Он намеренно не сказал «ФСБ», понимая, что подобное «представление» только отпугнет собеседника. У них в семье, судя по рассказам соседей, и так не все в порядке.

— Да уж вижу, что не из библиотеки.

— Тут вот какое дело, Илья Викторович, — Беклемешев оглянулся на «козлистов», на мамаш и предложил: — У меня к вам очень важный разговор, может быть, мы поднимемся к вам? Неловко при народе.

— Неловко знаешь что? — оскалился желто-коричневыми зубами Илья Викторович. — Трахаться на потолке, вот что. Одеяло спадывает. Говори, что нужно, да я пойду. С работы, чай, не с гулянки.

— Дело касается вашего сына.

— Петьки? Он погиб.

Казалось, нервы Ильи Викторовича сейчас прорежут задубевшую кожу и вылезут наружу. Натянутые, звенящие, как гитарные струны.

— Тогда зачем вы спросили? — прищурился Беклемешев. — Илья Викторович, ваши соседи уже сказали мне, что Петр Ильич жив. Не нужно врать. Мы вовсе не собираемся причинять ему зла.

— Вы не собираетесь, — едко заметил тот. — Вон, приятель Петькин, как вернулся, помыться еще не успел, а его ваши дружки уже цоп за воротник — и на нары!

— Наши? — удивился Беклемешев.

— Ваши — не ваши, откуда мне знать. В штатском.

— Как фамилия дружка?

— Зачем вам?

— Выяснить насчет приятеля.

— Ну, Олейников. Генка. Одноклассник Петькин. И что?

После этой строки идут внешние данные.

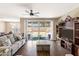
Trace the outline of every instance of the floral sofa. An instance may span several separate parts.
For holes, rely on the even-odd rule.
[[[0,37],[0,56],[12,56],[25,43],[21,35],[7,34]]]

— Боря, — повернулся к Сергееву Беклемешев, — позвони в управление, пусть быстренько поднимут данные на Олейникова Геннадия... Отчество его как? — спросил у Ильи Викторовича.

— Ну, Борисыч.

— На Олейникова Геннадия Борисовича. А заодно выясни все об их отделении. Кто сейчас где, фамилию командира, звание. Ну и так далее. Не мне тебя учить.

— Понял. Сделаем. — Тот нырнул в салон «Волги», снял телефонную трубку.

— Но я хотел бы с вами поговорить не о Петре. Точнее, не только о нем, но и о Дмитрии.

— Ты только Митьку не трожь, — подступив ближе, вдруг ядовито зашептал Илья Викторович. — Я за Митьку голову кому хошь откручу. Он у нас единственный в люди выбился. Армию отслужил как надо. Работа хорошая. Девушка. Свадьбу собрались справлять. Все как у людей. Не то что этот Петька, шалопут. Так что ты Митьку не погань мне. Он ничего такого сделать не мог. Врут все, сволочи.

— А я разве утверждаю, что Дмитрий в чем-то виноват? — серьезно спросил Беклемешев.

Илья Викторович оторопел, заморгал растерянно.

— Чего же приехал тогда?

— Ваш Дмитрий, — а теперь я уверен, что и Петр тоже, — попали в беду. Вы, и только вы, сейчас можете им помочь.

— Что случилось?

— Может быть, все-таки поднимемся к вам?

— Илья, — донеслось от доминошного стола, — нужна помощь?

Одутловатый, соломенноволосый и молодой смотрели на Беклемешева, и в глазах их можно было прочесть что угодно, кроме большой братской любви.

— Нет, нормально, — махнул рукой Илья Викторович и кивнул: — Ну, пойдем, раз так.